GET
/
jobs
/
{job_id}
curl -X GET "https://visionapi.unsiloed.ai/jobs/b2094b38-e432-44b6-a5d0-67bed07d5de1" \
  -H "X-API-Key: your-api-key"
{
  "id": "b2094b38-e432-44b6-a5d0-67bed07d5de1",
  "status": "queued",
  "type": "extraction",
  "created_at": "2024-01-15T10:30:00.000Z",
  "updated_at": "2024-01-15T10:30:00.000Z",
  "pdf_name": "financial_report.pdf",
  "pdf_hash": "sha256:abc123...",
  "user_id": "user_123"
}

Overview

The Get Job Status endpoint allows you to check the current status of any asynchronous processing job. This is essential for monitoring long-running operations like document extraction, parsing, and batch processing.
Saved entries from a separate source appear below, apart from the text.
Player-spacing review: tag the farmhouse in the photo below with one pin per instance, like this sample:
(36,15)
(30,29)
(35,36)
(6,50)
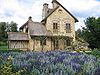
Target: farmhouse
(55,31)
Jobs are stored in Supabase and updated in real-time. Status checks are lightweight and can be polled frequently.

Request

job_id
string
required

The unique identifier of the job to check

X-API-Key
string

API key for authentication (optional for some endpoints)

Response

id
string

Unique identifier for the job

status
string

Current job status: “queued”, “PROCESSING”, “COMPLETED”, or “FAILED”

type
string

The operation type for this job (e.g., “extraction”, “chunking”, “classification”)

created_at
string

Timestamp when the job was created

updated_at
string

Timestamp when the job was last updated

pdf_name
string

Original filename of the processed document

pdf_hash
string

Hash of the PDF file for identification

error
string

Error message (if job failed)

curl -X GET "https://visionapi.unsiloed.ai/jobs/b2094b38-e432-44b6-a5d0-67bed07d5de1" \
  -H "X-API-Key: your-api-key"
{
  "id": "b2094b38-e432-44b6-a5d0-67bed07d5de1",
  "status": "queued",
  "type": "extraction",
  "created_at": "2024-01-15T10:30:00.000Z",
  "updated_at": "2024-01-15T10:30:00.000Z",
  "pdf_name": "financial_report.pdf",
  "pdf_hash": "sha256:abc123...",
  "user_id": "user_123"
}

Job Status Values

Polling for Completion

For long-running jobs, implement polling to check status periodically:

import time
import requests

def wait_for_job_completion(job_id, api_key, poll_interval=5, max_wait=300):
    """Wait for job to complete with polling"""
    
    start_time = time.time()
    headers = {"X-API-Key": api_key}
    
    while time.time() - start_time < max_wait:
        response = requests.get(f"https://visionapi.unsiloed.ai/jobs/{job_id}", headers=headers)
        
        if response.status_code == 200:
            job = response.json()
            status = job['status']
            
            print(f"Job status: {status}")
            
            if status == 'COMPLETED':
                return job, True
            elif status == 'FAILED':
                return job, False
                
        time.sleep(poll_interval)
    
    raise TimeoutError(f"Job {job_id} did not complete within {max_wait} seconds")

# Usage
job_id = "your-job-id"
job, success = wait_for_job_completion(job_id, "your-api-key")

if success:
    print("Job completed successfully!")
else:
    print(f"Job failed: {job.get('error', 'Unknown error')}")

Best Practices

Polling Frequency: Poll every 5-10 seconds for most jobs. Avoid polling more frequently than every 2 seconds.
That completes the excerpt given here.